Faraday Discussions | 2018
Melika Payvand; Manu V Nair; Lorenz K. Müller; Giacomo Indiveri
Memristive devices represent a promising technology for building neuromorphic electronic systems. In addition to their compactness and non-volatility, they are characterized by their computationally relevant physical properties, such as their state-dependence, non-linear conductance changes, and intrinsic variability in both their switching threshold and conductance values, that make them ideal devices for emulating the bio-physics of real synapses. In this paper we present a spiking neural network architecture that supports the use of memristive devices as synaptic elements and propose mixed-signal analog-digital interfacing circuits that mitigate the effect of variability in their conductance values and exploit their variability in the switching threshold for implementing stochastic learning. The effect of device variability is mitigated using pairs of memristive devices configured in a complementary push-pull mechanism and interfaced to a current-mode normalizer circuit.
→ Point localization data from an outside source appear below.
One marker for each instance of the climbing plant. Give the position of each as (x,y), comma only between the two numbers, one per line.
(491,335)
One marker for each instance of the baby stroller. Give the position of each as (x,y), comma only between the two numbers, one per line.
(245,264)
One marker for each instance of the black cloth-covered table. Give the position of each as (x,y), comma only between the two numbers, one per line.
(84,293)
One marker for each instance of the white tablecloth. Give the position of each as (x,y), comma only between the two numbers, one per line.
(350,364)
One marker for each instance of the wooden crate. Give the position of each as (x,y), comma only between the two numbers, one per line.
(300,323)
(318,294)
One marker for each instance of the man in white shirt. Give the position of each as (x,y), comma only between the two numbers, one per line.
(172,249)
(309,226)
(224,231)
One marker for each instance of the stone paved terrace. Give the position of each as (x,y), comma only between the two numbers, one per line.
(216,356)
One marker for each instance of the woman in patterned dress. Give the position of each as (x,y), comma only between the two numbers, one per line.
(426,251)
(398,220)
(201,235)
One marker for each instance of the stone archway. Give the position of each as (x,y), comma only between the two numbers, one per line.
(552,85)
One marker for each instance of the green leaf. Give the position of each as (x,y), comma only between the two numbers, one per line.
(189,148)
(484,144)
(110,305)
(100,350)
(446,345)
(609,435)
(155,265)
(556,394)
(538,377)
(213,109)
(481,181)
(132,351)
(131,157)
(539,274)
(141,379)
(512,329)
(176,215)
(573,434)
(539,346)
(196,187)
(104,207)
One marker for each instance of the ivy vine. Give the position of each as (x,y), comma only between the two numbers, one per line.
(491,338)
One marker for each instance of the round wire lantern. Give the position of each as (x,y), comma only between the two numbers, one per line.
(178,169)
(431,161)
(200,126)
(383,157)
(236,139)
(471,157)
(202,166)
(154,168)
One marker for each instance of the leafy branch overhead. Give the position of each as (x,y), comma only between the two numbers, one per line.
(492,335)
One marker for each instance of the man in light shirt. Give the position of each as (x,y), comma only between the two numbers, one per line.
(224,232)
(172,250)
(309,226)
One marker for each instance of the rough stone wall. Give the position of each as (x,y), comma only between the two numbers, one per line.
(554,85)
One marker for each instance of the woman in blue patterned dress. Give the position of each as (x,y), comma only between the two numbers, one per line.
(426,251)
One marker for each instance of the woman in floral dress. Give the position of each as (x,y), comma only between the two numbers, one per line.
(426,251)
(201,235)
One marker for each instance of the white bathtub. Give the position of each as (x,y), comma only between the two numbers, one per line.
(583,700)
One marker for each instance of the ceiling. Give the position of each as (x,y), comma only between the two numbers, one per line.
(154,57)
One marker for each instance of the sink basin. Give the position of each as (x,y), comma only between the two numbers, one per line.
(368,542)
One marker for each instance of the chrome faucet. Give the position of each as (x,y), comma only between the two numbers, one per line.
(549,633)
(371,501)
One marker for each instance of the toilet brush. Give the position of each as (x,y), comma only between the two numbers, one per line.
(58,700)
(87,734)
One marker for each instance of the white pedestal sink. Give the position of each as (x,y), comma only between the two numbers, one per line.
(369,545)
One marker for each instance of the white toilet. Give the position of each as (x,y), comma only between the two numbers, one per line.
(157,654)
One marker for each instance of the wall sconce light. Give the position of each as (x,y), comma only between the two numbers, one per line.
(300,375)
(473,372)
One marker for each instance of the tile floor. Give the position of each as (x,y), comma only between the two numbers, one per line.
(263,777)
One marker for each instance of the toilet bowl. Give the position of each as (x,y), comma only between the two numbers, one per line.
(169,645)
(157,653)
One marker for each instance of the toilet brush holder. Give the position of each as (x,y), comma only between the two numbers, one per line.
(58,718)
The stochastic learning mechanism is obtained by mapping the desired change in synaptic weight into a corresponding switching probability that is derived from the intrinsic stochastic behavior of memristive devices. We demonstrate the features of the CMOS circuits and apply the architecture proposed to a standard neural network hand-written digit classification benchmark based on the MNIST data-set. We evaluate the performance of the approach proposed in this benchmark using behavioral-level spiking neural network simulation, showing both the effect of the reduction in conductance variability produced by the current-mode normalizer circuit and the increase in performance as a function of the number of memristive devices used in each synapse.